Once you get them going it's a source of very cheap, very nutritious food that most insectivores go crazy for... so yes :lol2:


----------



## dannyj (Jan 23, 2007)

well say for example your food bill for the reps was £30 a week - could be halved in few months at least


----------



## Spencer95 (Feb 20, 2010)

do they ever escape because if you have such high amount of them then surely you find some lying around :L do they eat alot?


----------



## swift_wraith (Jan 4, 2009)

Mine eat about £2 worth of fruit & veg every week. Electric costs to heat them i'd say about £1 at most. After initial outlay theyre amazingly cheap.

as for escapees, if you keep them properly you should have little, if any escapees. plus theyre very lazy so never run far if they do get out. I put down some roach sticky traps just in case though just to be careful.


----------



## HadesDragons (Jun 30, 2007)

Spencer95 said:


> do they ever escape because if you have such high amount of them then surely you find some lying around :L do they eat alot?


A big colony will eat a lot, but it will cost you far less than the amount you'd spend on livefood!

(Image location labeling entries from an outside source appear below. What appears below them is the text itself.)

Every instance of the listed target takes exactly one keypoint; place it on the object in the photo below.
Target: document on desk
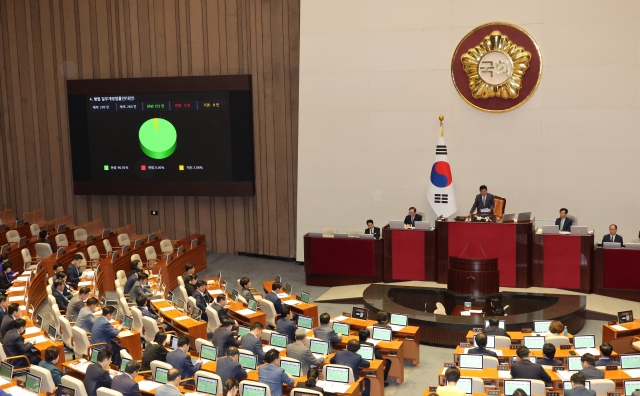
(333, 387)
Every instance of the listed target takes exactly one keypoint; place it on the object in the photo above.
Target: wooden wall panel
(45, 42)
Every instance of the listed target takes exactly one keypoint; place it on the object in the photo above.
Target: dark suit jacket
(489, 204)
(275, 300)
(417, 217)
(376, 232)
(526, 369)
(125, 385)
(567, 223)
(153, 352)
(351, 359)
(96, 377)
(606, 238)
(227, 368)
(591, 372)
(180, 360)
(482, 351)
(222, 339)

Escaping depends on the species - _Blaptica dubia_ are juat about the most inept roach I've ever come across - they can't jump, climb or fly and can barely right themselves if they roll over :lol2:

Turkistan males can jump a small height, but can't climb smooth plastic sides so you've got to be a bit careful when you open the lid (or just don't pile the egg crate too high!)

Lobsters are more escape-artisty (to the point that you need a strip of vaseline around the top of the tub), but even then they're pretty easy to keep contained.


----------